学术报告:Geometric and arithmetic properties of Besicovitch sets
报告题目:Geometric and arithmetic properties of Besicovitch sets
报告摘要: Besicovitch sets are related to many mathematic fields. For instance, fractal geometry, harmonic analysis, and combinatorics. In this talk, we introduce the definition of Besicovitch sets and Kakeya conjecture. We show some known results by applying geometric methods and Bourgain's arithmetic method.
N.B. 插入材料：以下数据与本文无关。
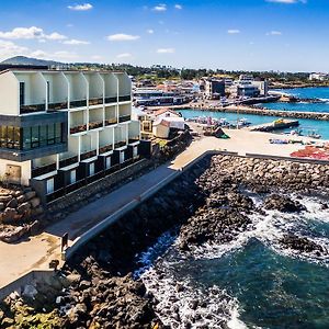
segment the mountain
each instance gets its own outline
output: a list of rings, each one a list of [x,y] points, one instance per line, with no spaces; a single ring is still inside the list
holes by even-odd
[[[3,64],[3,65],[33,65],[33,66],[64,65],[60,61],[31,58],[31,57],[25,57],[25,56],[11,57],[11,58],[8,58],[8,59],[1,61],[1,64]]]

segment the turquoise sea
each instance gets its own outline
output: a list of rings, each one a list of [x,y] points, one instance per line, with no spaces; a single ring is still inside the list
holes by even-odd
[[[280,90],[285,93],[294,94],[300,98],[308,99],[322,99],[328,100],[326,103],[263,103],[259,106],[269,110],[285,110],[285,111],[299,111],[299,112],[326,112],[329,113],[329,88],[300,88],[300,89],[285,89]],[[212,116],[216,118],[227,118],[230,122],[237,122],[238,115],[235,113],[217,113],[212,111],[191,111],[189,109],[180,111],[185,118],[195,116]],[[272,122],[276,116],[261,116],[254,114],[240,114],[239,118],[246,117],[252,125]],[[309,133],[320,134],[322,139],[329,140],[329,122],[316,120],[299,120],[302,133],[307,136]],[[287,129],[286,132],[288,132]]]
[[[139,263],[147,270],[140,277],[160,300],[161,320],[177,329],[329,328],[329,211],[316,197],[293,198],[307,212],[253,215],[253,229],[232,242],[182,254],[177,236],[167,232],[143,253]],[[320,245],[324,252],[282,247],[279,240],[290,232]],[[191,319],[192,327],[184,326]]]
[[[307,98],[325,98],[326,93],[329,98],[329,89],[320,94],[318,89],[300,92]],[[182,113],[237,120],[237,114]],[[243,116],[253,124],[274,120]],[[329,139],[328,122],[303,120],[300,124],[318,128]],[[175,232],[167,232],[139,256],[145,265],[139,276],[160,300],[157,313],[169,328],[329,328],[329,209],[316,196],[290,196],[307,212],[251,215],[251,231],[241,231],[228,243],[201,246],[189,254],[177,248]],[[262,196],[252,198],[261,205]],[[321,246],[322,252],[300,253],[283,247],[280,239],[291,232]]]

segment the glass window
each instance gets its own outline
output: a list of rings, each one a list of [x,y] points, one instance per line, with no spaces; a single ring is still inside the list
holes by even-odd
[[[7,147],[7,126],[0,126],[0,146]]]
[[[61,123],[57,123],[55,126],[55,138],[56,138],[56,144],[61,143]]]
[[[14,140],[13,140],[13,134],[14,133],[14,127],[13,126],[8,126],[7,127],[7,147],[8,148],[13,148],[14,147]]]
[[[25,82],[20,82],[20,104],[25,105]]]
[[[48,125],[48,145],[55,144],[55,124]]]
[[[47,146],[48,140],[47,140],[47,126],[41,126],[39,127],[39,146]]]
[[[21,128],[13,128],[13,148],[21,149]]]
[[[23,149],[31,149],[31,127],[23,128]]]
[[[39,147],[39,127],[34,126],[31,128],[31,146],[32,148]]]

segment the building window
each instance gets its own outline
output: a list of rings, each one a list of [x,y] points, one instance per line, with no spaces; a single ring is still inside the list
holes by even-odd
[[[89,166],[89,175],[93,175],[94,174],[94,163],[90,163]]]
[[[33,127],[0,126],[0,147],[29,150],[61,144],[64,131],[63,123]]]
[[[111,158],[110,158],[110,157],[107,157],[107,158],[105,159],[105,167],[106,167],[106,169],[110,169],[110,168],[111,168]]]
[[[47,81],[47,100],[48,100],[48,103],[50,103],[50,82]]]
[[[77,170],[70,171],[70,183],[73,184],[77,181]]]
[[[47,194],[50,194],[54,192],[54,179],[47,180]]]
[[[20,82],[20,104],[25,105],[25,82]]]

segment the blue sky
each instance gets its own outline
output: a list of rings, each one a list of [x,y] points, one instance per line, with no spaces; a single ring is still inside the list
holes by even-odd
[[[328,0],[1,2],[0,59],[329,70]]]

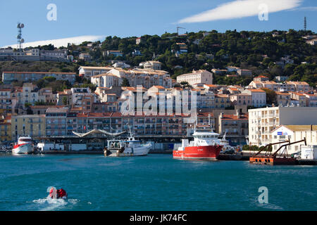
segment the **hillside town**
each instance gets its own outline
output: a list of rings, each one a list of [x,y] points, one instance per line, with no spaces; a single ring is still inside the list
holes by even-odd
[[[173,137],[179,141],[190,134],[192,125],[184,122],[188,115],[175,112],[180,107],[175,101],[177,93],[185,91],[197,96],[198,121],[211,123],[222,136],[225,134],[232,146],[244,146],[249,141],[261,146],[274,141],[274,132],[282,126],[293,125],[295,131],[302,125],[316,123],[317,92],[306,82],[273,81],[261,75],[246,86],[219,85],[213,82],[217,71],[205,70],[179,75],[175,80],[161,70],[161,64],[148,61],[143,68],[133,69],[80,66],[78,75],[4,72],[4,84],[0,86],[0,141],[11,143],[25,134],[35,139],[58,139],[94,129],[120,132],[130,127],[138,138],[170,141]],[[235,69],[239,70],[228,68],[225,72]],[[54,93],[51,88],[39,89],[32,83],[54,77],[74,84],[76,76],[90,79],[96,90],[73,87]],[[23,86],[13,86],[13,80],[23,82]],[[128,85],[123,86],[123,82]],[[165,101],[171,99],[172,113],[123,115],[123,104],[138,91],[147,96],[142,107],[146,99],[156,99],[158,103],[161,95],[166,96]],[[168,112],[168,105],[163,105],[163,112]],[[158,106],[161,110],[162,105]],[[308,126],[303,131],[310,129]],[[311,139],[311,143],[316,141],[316,137]]]
[[[11,64],[1,69],[0,141],[9,145],[30,135],[39,141],[65,142],[96,130],[132,129],[135,137],[144,141],[179,143],[192,134],[194,125],[186,122],[191,116],[184,110],[186,94],[186,106],[195,108],[196,122],[211,124],[232,146],[260,147],[276,139],[291,139],[275,135],[283,127],[288,134],[314,132],[306,138],[308,144],[316,145],[316,37],[294,30],[225,34],[212,31],[108,37],[104,42],[59,49],[51,44],[1,49],[0,60]],[[232,50],[224,39],[254,45],[256,53],[240,62],[233,56],[249,50],[238,46]],[[261,41],[285,52],[277,56],[268,48],[260,49]],[[292,41],[302,46],[305,55],[290,54],[285,46]],[[34,70],[25,67],[41,61],[57,64],[46,64],[49,67],[42,71],[39,64]],[[194,105],[190,103],[194,96]],[[132,102],[129,107],[137,112],[123,113],[127,102]],[[150,108],[160,113],[143,110],[149,102],[157,105]],[[87,141],[87,148],[100,147]]]

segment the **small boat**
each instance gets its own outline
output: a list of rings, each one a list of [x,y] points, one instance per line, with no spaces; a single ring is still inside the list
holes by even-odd
[[[219,134],[215,133],[209,124],[195,125],[194,141],[182,140],[182,146],[173,151],[174,158],[216,160],[223,146]]]
[[[135,140],[132,134],[127,140],[113,139],[108,141],[108,147],[104,149],[105,156],[142,156],[147,155],[151,147],[151,143],[142,144]]]
[[[52,187],[49,190],[49,195],[47,197],[52,199],[67,199],[67,193],[63,188],[56,190],[56,188]]]
[[[20,136],[18,139],[18,143],[12,148],[12,154],[21,155],[29,154],[34,151],[34,144],[30,136]]]
[[[229,143],[229,141],[225,139],[225,136],[227,135],[227,131],[225,131],[225,135],[223,135],[223,139],[220,140],[220,144],[223,146],[223,149],[220,151],[220,153],[235,153],[235,150],[233,146],[231,146]]]

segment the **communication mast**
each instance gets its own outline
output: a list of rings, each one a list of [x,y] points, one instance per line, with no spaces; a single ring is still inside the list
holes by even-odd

As a corollary of above arguments, we obtain the lower bounds estimates for the box dimension of Besicovitch sets.
主办单位:湖北大学数学与统计学学院
报告专家:陈昌昊
报告时间:2017年9月9日(周六)14:00-15:00
报告地点:数统学院203会议室
专家简介:陈昌昊,男,New South Wales(悉尼)博士后,Oulu大学(芬兰)博士,期间研究内容有projections of fractal sets, Kakeya problem, metric Diophantine approximation, Fourier transform of measures, doubling measures, quasiconformal mappings, dynamical systems, etc. 期间在Illinosis Journal of Mathematics、Ann. Acad. Sci. Fenn. Math.、Ark. Mat.等杂志发表SCI论文进二十篇。先后参加十余场国际会议,并多次作报告。